Clinical areas in which Samuel Merritt University students learn are not limited to the traditional hospital environment, as was common in the past. Today's fast-paced clinical settings require that University faculty find new and inventive clinical settings in which students can learn. The University highly values the relationship it has developed with clinical agencies, and works to help those institutions understand the value and unique contributions SMU students make to their patients.
"One of the newest and increasingly common educational practices is to incorporate human simulation in a laboratory-based setting to prepare students better and faster to enter the clinical area. Simulation provides virtual real-time experiences with the basics of how to approach, plan and organize care," explains Dr. Foster. "We find that this is a valuable way to prepare students to take better advantage of real patient interactions, as their skill set is much greater and more sophisticated."
In the School of Nursing students are placed in clinical settings within the first year of enrollment. This provides students with early handson experience to practice the skills learned in class, lab or through simulation. The clinical experience for nursing students may occur on any day of the week and any shift. Undergraduate students are placed in acute care and community settings in groups of 8 to 10 students. They are accompanied by a clinical instructor who guides the learning process.
"Students become familiar with the role of the nurse in both acute and community care settings," explains Nancy Haugen, PhD, RN, Assistant Professor and Chair of the Accelerated Bachelor of Science in Nursing. "This allows them to become familiar with the nursing routines in both areas, and allows them to better understand the continuum of care." Graduate students in nursing are placed in a wide variety of settings, including hospital operating rooms for the nurse anesthetists, community care centers, clinics and numerous other venues which offer routine care and wellness options.

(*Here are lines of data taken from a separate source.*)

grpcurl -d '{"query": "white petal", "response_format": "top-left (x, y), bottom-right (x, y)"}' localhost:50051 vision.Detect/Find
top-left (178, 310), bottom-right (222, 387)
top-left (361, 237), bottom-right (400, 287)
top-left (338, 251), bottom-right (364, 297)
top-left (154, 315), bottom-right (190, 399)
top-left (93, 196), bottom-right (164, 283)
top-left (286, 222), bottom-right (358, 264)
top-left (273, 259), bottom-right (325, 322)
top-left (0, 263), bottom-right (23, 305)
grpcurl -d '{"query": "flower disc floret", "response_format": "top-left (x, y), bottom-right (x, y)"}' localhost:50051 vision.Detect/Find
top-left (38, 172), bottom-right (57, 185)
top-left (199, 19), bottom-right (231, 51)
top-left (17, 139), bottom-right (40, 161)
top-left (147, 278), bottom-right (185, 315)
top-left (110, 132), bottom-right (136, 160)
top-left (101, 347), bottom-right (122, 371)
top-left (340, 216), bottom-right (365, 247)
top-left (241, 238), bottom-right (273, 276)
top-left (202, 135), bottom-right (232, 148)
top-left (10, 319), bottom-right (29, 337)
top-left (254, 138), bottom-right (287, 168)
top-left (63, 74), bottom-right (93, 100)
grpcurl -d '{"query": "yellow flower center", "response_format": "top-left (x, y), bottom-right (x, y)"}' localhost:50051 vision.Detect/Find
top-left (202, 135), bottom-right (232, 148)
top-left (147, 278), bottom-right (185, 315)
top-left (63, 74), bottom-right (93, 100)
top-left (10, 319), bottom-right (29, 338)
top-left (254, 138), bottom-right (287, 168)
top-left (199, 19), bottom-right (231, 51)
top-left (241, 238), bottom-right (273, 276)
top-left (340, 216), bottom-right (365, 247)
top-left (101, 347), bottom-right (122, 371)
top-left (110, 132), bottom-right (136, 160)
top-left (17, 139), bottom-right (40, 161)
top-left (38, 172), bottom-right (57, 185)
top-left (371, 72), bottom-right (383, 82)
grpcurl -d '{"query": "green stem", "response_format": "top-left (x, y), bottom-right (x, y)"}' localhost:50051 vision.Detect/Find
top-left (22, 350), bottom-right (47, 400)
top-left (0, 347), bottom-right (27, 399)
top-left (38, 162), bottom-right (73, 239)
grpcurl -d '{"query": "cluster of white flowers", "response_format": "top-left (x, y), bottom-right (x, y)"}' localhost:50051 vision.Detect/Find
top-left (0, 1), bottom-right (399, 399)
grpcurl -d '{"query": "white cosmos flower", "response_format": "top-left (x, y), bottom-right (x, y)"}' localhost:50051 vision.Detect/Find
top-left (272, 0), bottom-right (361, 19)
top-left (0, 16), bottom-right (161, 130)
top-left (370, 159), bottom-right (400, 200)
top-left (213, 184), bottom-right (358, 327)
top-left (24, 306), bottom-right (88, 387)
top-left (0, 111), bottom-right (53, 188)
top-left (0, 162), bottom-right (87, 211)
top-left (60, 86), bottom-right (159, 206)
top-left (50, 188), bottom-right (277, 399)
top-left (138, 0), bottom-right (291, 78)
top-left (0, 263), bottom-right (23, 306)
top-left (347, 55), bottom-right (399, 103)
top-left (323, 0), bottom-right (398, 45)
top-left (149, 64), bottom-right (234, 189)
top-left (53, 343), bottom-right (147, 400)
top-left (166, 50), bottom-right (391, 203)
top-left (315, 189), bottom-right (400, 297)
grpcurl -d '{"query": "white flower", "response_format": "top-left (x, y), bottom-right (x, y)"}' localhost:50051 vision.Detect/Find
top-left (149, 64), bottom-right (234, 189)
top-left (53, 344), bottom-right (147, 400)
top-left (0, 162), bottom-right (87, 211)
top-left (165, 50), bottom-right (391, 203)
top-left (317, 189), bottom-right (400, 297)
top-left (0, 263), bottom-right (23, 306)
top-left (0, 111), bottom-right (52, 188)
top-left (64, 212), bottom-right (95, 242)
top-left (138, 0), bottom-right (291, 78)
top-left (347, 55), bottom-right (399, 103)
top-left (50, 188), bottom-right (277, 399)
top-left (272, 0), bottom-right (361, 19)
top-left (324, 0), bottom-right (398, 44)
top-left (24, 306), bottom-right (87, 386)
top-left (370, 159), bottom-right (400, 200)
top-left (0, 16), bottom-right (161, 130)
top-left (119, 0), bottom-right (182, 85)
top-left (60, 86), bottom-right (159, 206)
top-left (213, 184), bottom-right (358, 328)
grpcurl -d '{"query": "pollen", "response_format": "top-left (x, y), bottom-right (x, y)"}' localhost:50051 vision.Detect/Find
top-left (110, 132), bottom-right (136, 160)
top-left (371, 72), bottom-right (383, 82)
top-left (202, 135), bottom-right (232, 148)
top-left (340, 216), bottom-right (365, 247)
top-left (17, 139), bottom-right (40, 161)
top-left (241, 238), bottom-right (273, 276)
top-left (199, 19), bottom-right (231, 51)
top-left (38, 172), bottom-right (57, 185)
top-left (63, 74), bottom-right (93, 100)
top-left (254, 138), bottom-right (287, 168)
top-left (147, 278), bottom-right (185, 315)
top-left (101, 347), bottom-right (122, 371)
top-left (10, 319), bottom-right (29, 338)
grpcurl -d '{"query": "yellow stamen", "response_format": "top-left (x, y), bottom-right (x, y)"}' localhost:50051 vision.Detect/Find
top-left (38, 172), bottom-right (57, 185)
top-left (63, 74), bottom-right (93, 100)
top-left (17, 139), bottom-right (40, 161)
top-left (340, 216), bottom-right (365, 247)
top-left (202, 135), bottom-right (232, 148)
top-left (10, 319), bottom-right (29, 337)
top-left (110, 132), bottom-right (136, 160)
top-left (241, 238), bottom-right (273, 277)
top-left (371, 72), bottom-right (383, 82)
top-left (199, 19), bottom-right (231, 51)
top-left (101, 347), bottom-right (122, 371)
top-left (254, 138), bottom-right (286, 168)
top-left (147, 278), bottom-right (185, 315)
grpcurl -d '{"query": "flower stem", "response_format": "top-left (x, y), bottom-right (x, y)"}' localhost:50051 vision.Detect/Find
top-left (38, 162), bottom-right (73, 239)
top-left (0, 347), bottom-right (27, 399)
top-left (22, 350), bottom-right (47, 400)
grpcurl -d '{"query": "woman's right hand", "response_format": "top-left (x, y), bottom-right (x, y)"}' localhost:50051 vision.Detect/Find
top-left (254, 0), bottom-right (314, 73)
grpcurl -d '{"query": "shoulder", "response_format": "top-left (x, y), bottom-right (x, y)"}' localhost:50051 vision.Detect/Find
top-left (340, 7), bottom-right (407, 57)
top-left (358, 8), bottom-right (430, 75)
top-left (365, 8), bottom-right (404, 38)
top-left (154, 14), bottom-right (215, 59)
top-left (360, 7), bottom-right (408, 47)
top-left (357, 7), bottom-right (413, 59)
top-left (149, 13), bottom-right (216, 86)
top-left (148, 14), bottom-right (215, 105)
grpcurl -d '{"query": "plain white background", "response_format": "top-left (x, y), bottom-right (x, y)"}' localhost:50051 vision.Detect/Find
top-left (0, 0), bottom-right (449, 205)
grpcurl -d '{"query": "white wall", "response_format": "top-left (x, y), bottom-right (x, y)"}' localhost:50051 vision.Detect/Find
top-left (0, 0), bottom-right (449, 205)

Doctor of Podiatric Medicine (DPM) students are seeing patients at the beginning of their second year. "Our clinical experiences are 100 percent hands-on and include secondyear rotations at the busy Alameda County Medical Center, which operates Highland Hospital, the San Francisco homeless shelters, and the SMU simulation center," explains Eric Stamps, DPM, Associate Dean for Clinical Affairs and Assistant Professor. "Highland Hospital is a county teaching hospital with a solid educational culture. It has a high volume of patients, often with undertreated disease. Our students excel in this busy environment."

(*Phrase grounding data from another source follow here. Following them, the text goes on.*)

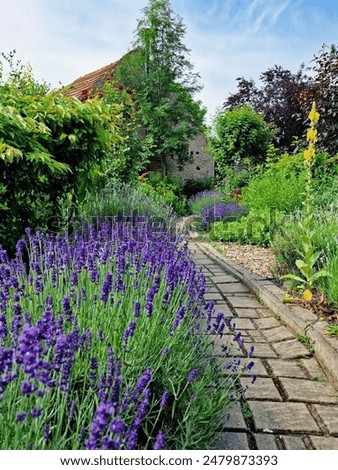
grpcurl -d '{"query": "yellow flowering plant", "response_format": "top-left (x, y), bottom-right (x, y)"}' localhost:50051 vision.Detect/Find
top-left (281, 103), bottom-right (331, 299)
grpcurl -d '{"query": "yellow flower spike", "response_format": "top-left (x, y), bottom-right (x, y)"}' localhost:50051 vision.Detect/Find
top-left (306, 129), bottom-right (317, 142)
top-left (303, 290), bottom-right (313, 301)
top-left (304, 147), bottom-right (316, 160)
top-left (308, 103), bottom-right (320, 123)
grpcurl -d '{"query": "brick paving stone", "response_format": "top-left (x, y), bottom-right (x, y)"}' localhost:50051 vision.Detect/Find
top-left (241, 377), bottom-right (282, 401)
top-left (219, 283), bottom-right (251, 294)
top-left (228, 297), bottom-right (263, 309)
top-left (312, 404), bottom-right (338, 434)
top-left (254, 318), bottom-right (281, 330)
top-left (223, 403), bottom-right (247, 431)
top-left (232, 318), bottom-right (256, 330)
top-left (235, 309), bottom-right (262, 319)
top-left (256, 308), bottom-right (271, 318)
top-left (249, 402), bottom-right (320, 433)
top-left (243, 343), bottom-right (278, 358)
top-left (266, 359), bottom-right (307, 378)
top-left (262, 326), bottom-right (295, 343)
top-left (279, 377), bottom-right (338, 404)
top-left (207, 286), bottom-right (220, 293)
top-left (254, 434), bottom-right (279, 450)
top-left (309, 436), bottom-right (338, 450)
top-left (211, 275), bottom-right (238, 284)
top-left (301, 357), bottom-right (326, 380)
top-left (204, 292), bottom-right (224, 301)
top-left (282, 435), bottom-right (307, 450)
top-left (273, 339), bottom-right (310, 359)
top-left (213, 432), bottom-right (250, 450)
top-left (248, 330), bottom-right (272, 343)
top-left (242, 358), bottom-right (269, 377)
top-left (213, 304), bottom-right (233, 316)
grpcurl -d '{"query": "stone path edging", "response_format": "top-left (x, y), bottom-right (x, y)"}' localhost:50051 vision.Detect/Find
top-left (195, 241), bottom-right (338, 389)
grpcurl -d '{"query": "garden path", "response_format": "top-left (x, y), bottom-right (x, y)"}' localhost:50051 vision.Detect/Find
top-left (189, 242), bottom-right (338, 451)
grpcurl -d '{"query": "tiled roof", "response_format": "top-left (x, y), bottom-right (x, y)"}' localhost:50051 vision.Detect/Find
top-left (62, 58), bottom-right (122, 99)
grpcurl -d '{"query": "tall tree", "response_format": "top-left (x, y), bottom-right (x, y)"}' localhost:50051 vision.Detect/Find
top-left (117, 0), bottom-right (205, 174)
top-left (310, 44), bottom-right (338, 155)
top-left (224, 65), bottom-right (311, 151)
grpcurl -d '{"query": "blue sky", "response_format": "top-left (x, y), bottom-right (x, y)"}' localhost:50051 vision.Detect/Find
top-left (1, 0), bottom-right (338, 122)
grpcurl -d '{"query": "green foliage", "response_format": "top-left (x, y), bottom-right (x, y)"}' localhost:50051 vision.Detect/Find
top-left (140, 172), bottom-right (188, 215)
top-left (0, 53), bottom-right (126, 253)
top-left (295, 334), bottom-right (315, 354)
top-left (210, 208), bottom-right (285, 247)
top-left (241, 164), bottom-right (306, 212)
top-left (182, 177), bottom-right (215, 198)
top-left (116, 0), bottom-right (205, 174)
top-left (208, 105), bottom-right (274, 175)
top-left (217, 158), bottom-right (259, 202)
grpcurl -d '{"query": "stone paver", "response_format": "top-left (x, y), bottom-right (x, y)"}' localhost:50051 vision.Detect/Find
top-left (211, 275), bottom-right (238, 284)
top-left (243, 342), bottom-right (278, 358)
top-left (262, 326), bottom-right (294, 343)
top-left (279, 377), bottom-right (338, 404)
top-left (301, 357), bottom-right (326, 379)
top-left (273, 339), bottom-right (310, 359)
top-left (189, 243), bottom-right (338, 450)
top-left (241, 377), bottom-right (282, 401)
top-left (267, 359), bottom-right (307, 378)
top-left (312, 404), bottom-right (338, 434)
top-left (223, 403), bottom-right (247, 430)
top-left (228, 297), bottom-right (263, 309)
top-left (254, 318), bottom-right (281, 330)
top-left (219, 283), bottom-right (251, 294)
top-left (254, 434), bottom-right (279, 450)
top-left (235, 308), bottom-right (261, 319)
top-left (213, 432), bottom-right (250, 450)
top-left (249, 402), bottom-right (320, 433)
top-left (282, 435), bottom-right (307, 450)
top-left (241, 358), bottom-right (269, 377)
top-left (309, 436), bottom-right (338, 450)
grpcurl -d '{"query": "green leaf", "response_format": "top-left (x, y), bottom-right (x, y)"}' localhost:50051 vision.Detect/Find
top-left (280, 274), bottom-right (306, 284)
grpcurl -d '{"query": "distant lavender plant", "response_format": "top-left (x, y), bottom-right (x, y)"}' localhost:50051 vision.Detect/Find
top-left (200, 203), bottom-right (246, 231)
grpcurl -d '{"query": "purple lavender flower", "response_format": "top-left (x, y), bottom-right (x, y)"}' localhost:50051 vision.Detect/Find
top-left (187, 368), bottom-right (198, 383)
top-left (16, 411), bottom-right (27, 422)
top-left (247, 345), bottom-right (255, 358)
top-left (101, 271), bottom-right (113, 304)
top-left (200, 203), bottom-right (246, 231)
top-left (31, 407), bottom-right (42, 419)
top-left (246, 361), bottom-right (255, 372)
top-left (122, 321), bottom-right (136, 349)
top-left (109, 418), bottom-right (125, 435)
top-left (153, 429), bottom-right (166, 450)
top-left (160, 390), bottom-right (169, 409)
top-left (161, 347), bottom-right (169, 357)
top-left (134, 301), bottom-right (141, 318)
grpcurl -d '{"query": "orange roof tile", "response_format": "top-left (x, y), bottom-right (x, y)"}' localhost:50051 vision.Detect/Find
top-left (63, 58), bottom-right (122, 99)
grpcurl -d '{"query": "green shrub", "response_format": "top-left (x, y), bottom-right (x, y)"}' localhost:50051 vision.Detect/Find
top-left (208, 105), bottom-right (274, 175)
top-left (210, 208), bottom-right (285, 247)
top-left (241, 166), bottom-right (306, 212)
top-left (140, 172), bottom-right (188, 215)
top-left (272, 209), bottom-right (338, 302)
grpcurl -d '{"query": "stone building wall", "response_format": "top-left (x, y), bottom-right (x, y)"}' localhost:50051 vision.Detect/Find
top-left (165, 133), bottom-right (215, 182)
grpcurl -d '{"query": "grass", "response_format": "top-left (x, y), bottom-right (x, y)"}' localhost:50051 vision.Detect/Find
top-left (295, 334), bottom-right (316, 354)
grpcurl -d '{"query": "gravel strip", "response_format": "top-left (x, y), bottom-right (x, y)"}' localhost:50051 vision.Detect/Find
top-left (214, 242), bottom-right (277, 279)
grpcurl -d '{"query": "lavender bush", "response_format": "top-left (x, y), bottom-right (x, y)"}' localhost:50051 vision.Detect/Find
top-left (0, 220), bottom-right (252, 449)
top-left (189, 190), bottom-right (222, 215)
top-left (200, 203), bottom-right (247, 231)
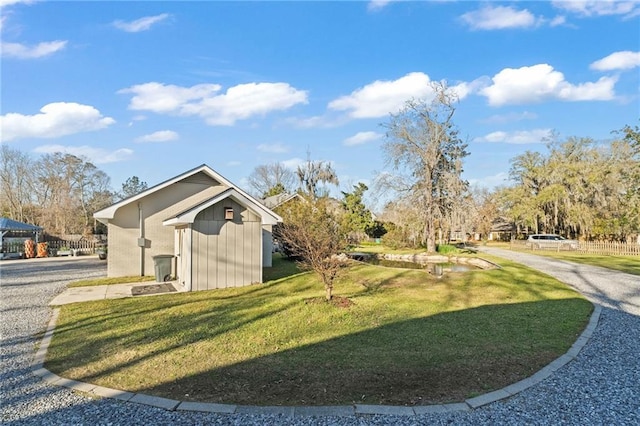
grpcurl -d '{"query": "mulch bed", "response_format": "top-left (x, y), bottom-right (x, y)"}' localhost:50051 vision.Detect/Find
top-left (304, 295), bottom-right (355, 308)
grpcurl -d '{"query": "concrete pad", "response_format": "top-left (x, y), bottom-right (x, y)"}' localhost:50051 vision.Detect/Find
top-left (105, 284), bottom-right (135, 298)
top-left (355, 404), bottom-right (414, 416)
top-left (91, 385), bottom-right (136, 401)
top-left (413, 403), bottom-right (470, 414)
top-left (236, 405), bottom-right (295, 417)
top-left (294, 405), bottom-right (355, 417)
top-left (176, 401), bottom-right (237, 413)
top-left (129, 393), bottom-right (181, 411)
top-left (466, 388), bottom-right (511, 408)
top-left (49, 286), bottom-right (108, 305)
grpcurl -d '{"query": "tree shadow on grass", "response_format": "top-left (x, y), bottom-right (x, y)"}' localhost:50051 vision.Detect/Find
top-left (48, 298), bottom-right (592, 407)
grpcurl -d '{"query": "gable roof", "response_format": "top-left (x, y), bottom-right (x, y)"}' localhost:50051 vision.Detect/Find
top-left (94, 164), bottom-right (281, 224)
top-left (163, 188), bottom-right (280, 226)
top-left (261, 192), bottom-right (302, 209)
top-left (0, 217), bottom-right (42, 232)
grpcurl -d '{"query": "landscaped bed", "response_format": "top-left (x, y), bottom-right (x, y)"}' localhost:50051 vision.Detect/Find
top-left (46, 255), bottom-right (592, 406)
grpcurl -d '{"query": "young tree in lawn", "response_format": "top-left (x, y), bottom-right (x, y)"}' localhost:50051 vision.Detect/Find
top-left (379, 82), bottom-right (469, 252)
top-left (275, 196), bottom-right (348, 301)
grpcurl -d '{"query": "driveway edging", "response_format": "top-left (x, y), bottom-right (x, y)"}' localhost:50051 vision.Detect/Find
top-left (32, 304), bottom-right (602, 417)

Third year podiatric clinical experiences extend throughout the year and include general surgery, internal medicine, biomechanics and three months of podiatric medicine and surgery. The third year also includes a month in a private practitioner's office. "The idea is to teach the students something about private practice, to allow students to form relationships with potential future business partners and to spread the word about our educational program," said Dr. Stamps. "Many of our private office practitioners have been involved with this program for decades."
Physical Therapy and Occupational Therapy students also have unique clinical environments. Portions of their clinical work take place in University sponsored clinics. These clinics focus on rehabilitation issues and serve individuals who have a physical or mental impairment that substantially limits their skills of daily living, and serve those who have exhausted their health insurance. Michael De Rosa, PhD, MPH, PA-C, Chair of the Master Physician Assistant program, credits early clinical placement as one of the top reasons why his program has a 98 percent first time pass rate on the Physician Assistant National Certification Examination for all graduates. (Average national first time pass rate over same period is 91 percent.)
The excellence of any type of practitioner is largely dependent on the quality and range of clinical care offered to students during their educational program. "These responsibilities are managed by dedicated faculty whose sole role is scheduling and managing clinical sites and their attendant contracts," adds Dr. Foster. "It is well accepted that in the academic community, these clinical coordinators have some of the toughest jobs handling a myriad of sites, contracts, student issues, scheduling, and of course, counseling and evaluating students through this most critical phase of their education."